The Centre is a twenty bed unit managed by Salford City Council’s Children’s Services. It sets out to care for young people in an environment that promotes their emotional wellbeing including forming positive caring relationships with staff. The Centre achieves this through promoting the principles of Every Child Matters. The standard of care and services offered at Barton Moss has been judged by OFSTED as Outstanding, the first secure care centre to be judged at this level.
In 2011 it also achieved the Youth Justice Board’s Innovations Award for our Restorative Justice programme and we have recently been the first secure care centre to gain an Artsmark Gold Award.
Michael Stewart is the Imaging Partnership practitioner who designed the photography workshop programme which was delivered as part of the summer programme over five days. There were five groups having a 50 minute session each day.
Michael takes up the story
“Our brief was to provide a fun learning experience to students as part of the centre’s summer programme. Lesson plans were created specifically for this group, to engage students and ensure there was flexibility built in to include or take out activities that were appropriate ‘on the day’ as the students have varying needs and abilities. We planned the course and presented materials in a way that would be engaging for the students given the range both age and ability in each group.
“The ages ranged from 14 – 17, although the centre takes children in the range of 10 – 17. The sessions were planned for 4 – 5 students in a group but due to extraneous reasons (visits/dental appointments and so on) there were actually between 2 and 5.”
Barton Moss is able to accommodate young people who have a range of needs including those with severe mental health problems, complex development needs, physical disabilities, who are victims of bullying or likely to be a target of aggression, emotional or physical immaturity and speech, language and communication difficulties.
“Each session included a brief recap of the previous day’s activities.

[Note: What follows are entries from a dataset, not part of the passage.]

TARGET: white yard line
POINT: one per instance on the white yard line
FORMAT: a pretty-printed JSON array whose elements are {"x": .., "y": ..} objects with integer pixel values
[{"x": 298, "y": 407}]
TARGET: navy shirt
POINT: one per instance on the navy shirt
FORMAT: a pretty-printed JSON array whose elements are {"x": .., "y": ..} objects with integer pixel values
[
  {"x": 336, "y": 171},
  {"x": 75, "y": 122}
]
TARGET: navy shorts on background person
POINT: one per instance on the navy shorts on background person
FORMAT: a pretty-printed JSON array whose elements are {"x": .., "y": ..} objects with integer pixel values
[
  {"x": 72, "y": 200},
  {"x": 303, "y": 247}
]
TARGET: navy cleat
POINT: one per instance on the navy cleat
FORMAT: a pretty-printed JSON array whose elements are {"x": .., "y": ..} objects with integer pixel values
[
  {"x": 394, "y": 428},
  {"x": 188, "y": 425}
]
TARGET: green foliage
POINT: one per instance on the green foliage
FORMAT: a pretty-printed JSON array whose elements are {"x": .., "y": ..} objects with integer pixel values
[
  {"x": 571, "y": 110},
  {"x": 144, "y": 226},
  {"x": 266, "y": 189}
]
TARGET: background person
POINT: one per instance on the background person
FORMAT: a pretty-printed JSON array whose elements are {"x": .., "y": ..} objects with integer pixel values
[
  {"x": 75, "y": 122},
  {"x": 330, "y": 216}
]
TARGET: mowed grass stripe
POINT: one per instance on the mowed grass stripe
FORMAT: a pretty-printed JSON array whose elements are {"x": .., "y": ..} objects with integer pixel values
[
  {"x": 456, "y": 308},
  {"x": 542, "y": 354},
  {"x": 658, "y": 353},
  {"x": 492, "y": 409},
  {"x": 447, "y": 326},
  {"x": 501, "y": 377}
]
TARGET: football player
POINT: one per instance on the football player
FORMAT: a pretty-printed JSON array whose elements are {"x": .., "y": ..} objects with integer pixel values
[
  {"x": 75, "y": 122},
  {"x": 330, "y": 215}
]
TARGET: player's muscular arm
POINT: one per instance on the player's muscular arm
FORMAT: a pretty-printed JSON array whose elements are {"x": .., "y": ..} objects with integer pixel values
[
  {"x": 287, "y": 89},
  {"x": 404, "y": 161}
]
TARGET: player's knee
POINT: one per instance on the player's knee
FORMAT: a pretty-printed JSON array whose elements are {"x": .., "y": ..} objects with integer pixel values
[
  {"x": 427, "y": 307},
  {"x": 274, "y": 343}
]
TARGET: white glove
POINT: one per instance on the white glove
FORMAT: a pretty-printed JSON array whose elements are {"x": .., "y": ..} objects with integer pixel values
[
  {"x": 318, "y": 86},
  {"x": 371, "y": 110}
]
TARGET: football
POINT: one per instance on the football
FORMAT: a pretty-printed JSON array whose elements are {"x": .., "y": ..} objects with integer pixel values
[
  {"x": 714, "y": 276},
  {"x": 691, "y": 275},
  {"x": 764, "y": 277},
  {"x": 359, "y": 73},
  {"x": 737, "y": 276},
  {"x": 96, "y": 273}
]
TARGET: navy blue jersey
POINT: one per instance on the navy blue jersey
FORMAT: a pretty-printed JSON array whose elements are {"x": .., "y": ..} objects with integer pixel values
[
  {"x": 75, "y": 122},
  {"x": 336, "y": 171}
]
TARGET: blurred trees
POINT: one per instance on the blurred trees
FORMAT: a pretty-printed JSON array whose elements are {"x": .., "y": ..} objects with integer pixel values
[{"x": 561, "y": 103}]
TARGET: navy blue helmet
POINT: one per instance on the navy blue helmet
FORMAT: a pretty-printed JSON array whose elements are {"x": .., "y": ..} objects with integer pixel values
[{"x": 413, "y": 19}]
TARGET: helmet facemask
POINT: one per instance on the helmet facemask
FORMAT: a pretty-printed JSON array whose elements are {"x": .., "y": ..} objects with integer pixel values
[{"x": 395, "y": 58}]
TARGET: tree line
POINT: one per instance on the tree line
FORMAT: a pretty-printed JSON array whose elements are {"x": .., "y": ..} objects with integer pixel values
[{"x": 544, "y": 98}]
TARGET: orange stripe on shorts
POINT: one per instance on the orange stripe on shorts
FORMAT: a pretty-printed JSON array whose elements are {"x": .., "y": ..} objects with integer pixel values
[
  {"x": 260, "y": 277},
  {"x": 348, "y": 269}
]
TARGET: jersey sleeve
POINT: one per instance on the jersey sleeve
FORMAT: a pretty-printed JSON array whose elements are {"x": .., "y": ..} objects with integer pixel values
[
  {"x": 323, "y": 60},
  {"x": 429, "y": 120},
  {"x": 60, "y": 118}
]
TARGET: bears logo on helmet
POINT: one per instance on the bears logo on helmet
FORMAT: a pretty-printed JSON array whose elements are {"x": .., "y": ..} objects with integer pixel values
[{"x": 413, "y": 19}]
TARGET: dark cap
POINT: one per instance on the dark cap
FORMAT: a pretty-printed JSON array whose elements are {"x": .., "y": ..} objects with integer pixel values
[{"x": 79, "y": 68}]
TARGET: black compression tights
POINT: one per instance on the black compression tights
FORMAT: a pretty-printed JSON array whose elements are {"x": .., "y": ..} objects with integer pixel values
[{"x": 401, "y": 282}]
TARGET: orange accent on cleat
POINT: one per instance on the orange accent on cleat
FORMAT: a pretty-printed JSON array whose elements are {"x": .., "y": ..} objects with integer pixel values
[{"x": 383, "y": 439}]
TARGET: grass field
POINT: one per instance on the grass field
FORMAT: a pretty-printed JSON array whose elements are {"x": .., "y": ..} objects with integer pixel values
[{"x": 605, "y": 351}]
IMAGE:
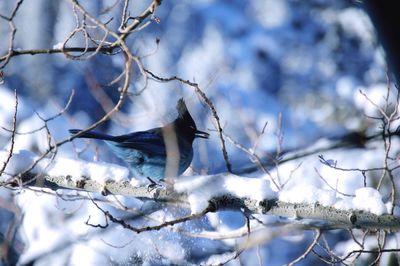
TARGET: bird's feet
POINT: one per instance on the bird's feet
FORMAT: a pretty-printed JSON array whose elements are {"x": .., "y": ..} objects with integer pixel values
[{"x": 153, "y": 185}]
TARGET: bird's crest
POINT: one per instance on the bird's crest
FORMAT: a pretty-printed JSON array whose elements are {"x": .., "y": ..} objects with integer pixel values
[{"x": 181, "y": 108}]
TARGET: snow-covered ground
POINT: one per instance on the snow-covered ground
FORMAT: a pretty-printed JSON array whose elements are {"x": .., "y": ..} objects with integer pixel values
[{"x": 304, "y": 60}]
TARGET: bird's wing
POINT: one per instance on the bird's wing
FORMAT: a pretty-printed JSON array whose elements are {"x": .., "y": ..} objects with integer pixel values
[{"x": 150, "y": 142}]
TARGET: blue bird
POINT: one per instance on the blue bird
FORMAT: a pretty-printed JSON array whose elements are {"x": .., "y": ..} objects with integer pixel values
[{"x": 158, "y": 152}]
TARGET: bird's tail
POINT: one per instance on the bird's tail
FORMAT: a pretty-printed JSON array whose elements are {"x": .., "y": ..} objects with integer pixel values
[{"x": 91, "y": 135}]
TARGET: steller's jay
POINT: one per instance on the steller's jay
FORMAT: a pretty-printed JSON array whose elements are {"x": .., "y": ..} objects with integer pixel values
[{"x": 158, "y": 152}]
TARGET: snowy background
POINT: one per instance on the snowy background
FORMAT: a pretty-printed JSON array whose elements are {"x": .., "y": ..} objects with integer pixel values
[{"x": 305, "y": 60}]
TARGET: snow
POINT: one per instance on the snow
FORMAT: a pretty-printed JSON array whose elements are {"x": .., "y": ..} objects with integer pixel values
[
  {"x": 203, "y": 188},
  {"x": 58, "y": 45},
  {"x": 306, "y": 59},
  {"x": 76, "y": 169}
]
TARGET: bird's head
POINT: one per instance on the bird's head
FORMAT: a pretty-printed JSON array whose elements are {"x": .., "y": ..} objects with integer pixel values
[{"x": 185, "y": 125}]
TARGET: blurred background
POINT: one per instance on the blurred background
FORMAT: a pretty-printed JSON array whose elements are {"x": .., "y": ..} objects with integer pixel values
[{"x": 303, "y": 61}]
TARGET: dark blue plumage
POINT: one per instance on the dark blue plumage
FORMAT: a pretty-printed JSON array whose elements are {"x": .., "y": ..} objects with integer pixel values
[{"x": 146, "y": 151}]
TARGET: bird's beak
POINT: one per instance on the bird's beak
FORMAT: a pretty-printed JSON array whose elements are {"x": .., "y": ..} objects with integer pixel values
[{"x": 201, "y": 134}]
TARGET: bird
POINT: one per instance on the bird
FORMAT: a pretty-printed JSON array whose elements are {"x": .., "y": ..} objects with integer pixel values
[{"x": 157, "y": 152}]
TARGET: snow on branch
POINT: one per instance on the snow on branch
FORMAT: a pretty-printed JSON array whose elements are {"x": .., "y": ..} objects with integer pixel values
[{"x": 203, "y": 193}]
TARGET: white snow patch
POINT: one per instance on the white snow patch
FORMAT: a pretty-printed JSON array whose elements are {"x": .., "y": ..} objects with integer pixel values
[
  {"x": 77, "y": 169},
  {"x": 201, "y": 189}
]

I then introduced the new topic of the day with group discussion of good, bad and indifferent images shown on the whiteboard. This was helpful as it created enthusiastic discussion and demonstrated how thoughtful lighting, and being creative ‘in the moment’ created exciting outcomes. The students responded very well to this. We always had ‘how to’ demonstrations and the sessions were very practical.

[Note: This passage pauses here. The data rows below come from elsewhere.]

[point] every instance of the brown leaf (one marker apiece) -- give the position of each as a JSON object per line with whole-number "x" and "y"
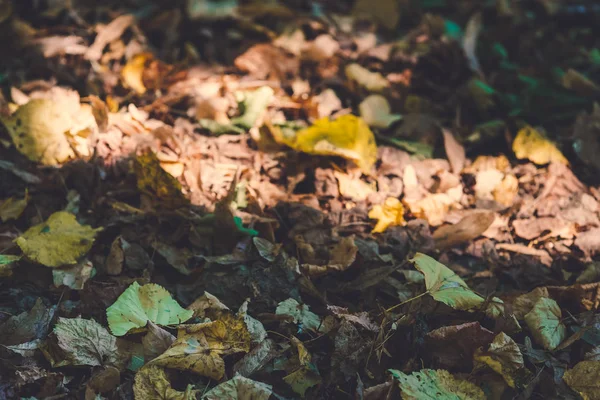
{"x": 469, "y": 228}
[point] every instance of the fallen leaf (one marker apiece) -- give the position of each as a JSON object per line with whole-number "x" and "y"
{"x": 61, "y": 240}
{"x": 81, "y": 342}
{"x": 375, "y": 111}
{"x": 151, "y": 383}
{"x": 12, "y": 208}
{"x": 156, "y": 182}
{"x": 532, "y": 145}
{"x": 306, "y": 319}
{"x": 444, "y": 285}
{"x": 504, "y": 357}
{"x": 240, "y": 388}
{"x": 372, "y": 81}
{"x": 385, "y": 12}
{"x": 28, "y": 325}
{"x": 467, "y": 229}
{"x": 73, "y": 277}
{"x": 544, "y": 322}
{"x": 133, "y": 71}
{"x": 139, "y": 304}
{"x": 199, "y": 348}
{"x": 584, "y": 378}
{"x": 435, "y": 384}
{"x": 348, "y": 137}
{"x": 390, "y": 214}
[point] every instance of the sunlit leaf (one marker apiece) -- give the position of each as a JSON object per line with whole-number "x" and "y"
{"x": 444, "y": 285}
{"x": 151, "y": 383}
{"x": 391, "y": 213}
{"x": 139, "y": 304}
{"x": 544, "y": 322}
{"x": 532, "y": 145}
{"x": 435, "y": 385}
{"x": 61, "y": 240}
{"x": 199, "y": 348}
{"x": 348, "y": 136}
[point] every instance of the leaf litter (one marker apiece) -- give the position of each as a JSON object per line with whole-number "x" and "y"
{"x": 299, "y": 200}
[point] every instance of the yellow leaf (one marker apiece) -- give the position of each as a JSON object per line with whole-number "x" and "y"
{"x": 12, "y": 208}
{"x": 132, "y": 72}
{"x": 155, "y": 181}
{"x": 61, "y": 240}
{"x": 390, "y": 214}
{"x": 532, "y": 145}
{"x": 38, "y": 131}
{"x": 151, "y": 384}
{"x": 198, "y": 348}
{"x": 348, "y": 136}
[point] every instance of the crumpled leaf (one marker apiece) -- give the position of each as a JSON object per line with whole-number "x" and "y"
{"x": 372, "y": 81}
{"x": 153, "y": 180}
{"x": 348, "y": 136}
{"x": 444, "y": 285}
{"x": 151, "y": 383}
{"x": 307, "y": 375}
{"x": 532, "y": 145}
{"x": 12, "y": 208}
{"x": 81, "y": 342}
{"x": 73, "y": 277}
{"x": 199, "y": 348}
{"x": 306, "y": 319}
{"x": 435, "y": 385}
{"x": 61, "y": 240}
{"x": 139, "y": 304}
{"x": 133, "y": 71}
{"x": 7, "y": 264}
{"x": 584, "y": 378}
{"x": 504, "y": 357}
{"x": 390, "y": 214}
{"x": 240, "y": 388}
{"x": 375, "y": 111}
{"x": 544, "y": 323}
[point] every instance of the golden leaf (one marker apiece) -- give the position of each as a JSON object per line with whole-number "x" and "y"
{"x": 532, "y": 145}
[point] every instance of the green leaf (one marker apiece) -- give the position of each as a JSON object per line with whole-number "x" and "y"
{"x": 82, "y": 342}
{"x": 140, "y": 304}
{"x": 240, "y": 388}
{"x": 435, "y": 385}
{"x": 444, "y": 285}
{"x": 544, "y": 323}
{"x": 301, "y": 314}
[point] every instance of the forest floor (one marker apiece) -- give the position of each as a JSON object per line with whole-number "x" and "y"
{"x": 299, "y": 199}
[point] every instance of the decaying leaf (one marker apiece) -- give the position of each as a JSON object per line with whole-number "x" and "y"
{"x": 156, "y": 182}
{"x": 348, "y": 136}
{"x": 12, "y": 208}
{"x": 139, "y": 304}
{"x": 504, "y": 357}
{"x": 435, "y": 384}
{"x": 372, "y": 81}
{"x": 81, "y": 342}
{"x": 544, "y": 321}
{"x": 391, "y": 213}
{"x": 199, "y": 348}
{"x": 151, "y": 383}
{"x": 61, "y": 240}
{"x": 444, "y": 285}
{"x": 306, "y": 319}
{"x": 584, "y": 378}
{"x": 375, "y": 111}
{"x": 531, "y": 144}
{"x": 240, "y": 388}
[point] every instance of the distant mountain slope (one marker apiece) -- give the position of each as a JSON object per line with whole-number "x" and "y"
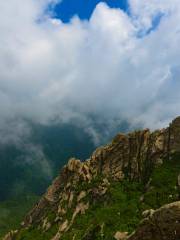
{"x": 28, "y": 168}
{"x": 108, "y": 195}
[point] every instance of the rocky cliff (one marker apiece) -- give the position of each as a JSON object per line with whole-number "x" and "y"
{"x": 106, "y": 196}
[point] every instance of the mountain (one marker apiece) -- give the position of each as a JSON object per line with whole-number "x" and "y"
{"x": 29, "y": 166}
{"x": 128, "y": 189}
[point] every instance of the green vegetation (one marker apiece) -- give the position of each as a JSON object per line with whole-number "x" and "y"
{"x": 120, "y": 209}
{"x": 13, "y": 211}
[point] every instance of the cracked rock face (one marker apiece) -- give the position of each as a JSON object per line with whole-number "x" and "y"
{"x": 133, "y": 156}
{"x": 163, "y": 223}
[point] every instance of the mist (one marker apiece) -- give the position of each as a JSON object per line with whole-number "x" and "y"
{"x": 117, "y": 66}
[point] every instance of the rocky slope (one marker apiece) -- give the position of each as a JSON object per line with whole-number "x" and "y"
{"x": 106, "y": 196}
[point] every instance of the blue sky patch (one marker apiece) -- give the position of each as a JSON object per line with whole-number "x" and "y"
{"x": 83, "y": 8}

“Our challenge was to make sure we were engaging and retaining the interest of students whose attitude could vary considerably from day to day. There were restrictions on activities due to the site so there was limited opportunity for landscapes and interiors.”
“From my point of view it was very pleasing to see the level of enthusiasm shown by students. They were quick to recognise when they had taken good shots and showed a real willingness to share them. Watching students grow in confidence as the course progressed was most rewarding.
“There were two particular students, grouped together, who had been difficult and reluctant to get involved and had to be removed from one session, then responded brilliantly to a period of sports photography. They were asked to go outside onto the Astroturf pitch, to practice panning techniques and also to consider the problems in photographing movement. One of the boys was running around with a football, while the other was taking pictures. I was concerned that they may be more interested in kicking a ball around, but both were excited by the shots they were taking, talking about them and seeing them displayed on the whiteboard.”
“Photography is very accessible for all and is a great enabler. The majority of students responded very well throughout. One or two were more volatile personalities and consequently, their responses were governed by external factors, but being responsive to individual students and being able to devote time to them shows that even those students can be engaged under the right circumstances.
“My experiences during this week highlight that photography is a very democratic process. Regardless of ability, all students are able to achieve success with a little guidance.
“Most students had at least familiar with using compact cameras, so a brief introduction to the layout was all that was required. All were confidently making successful shots from the first session onwards. All students responded particularly well to praise!”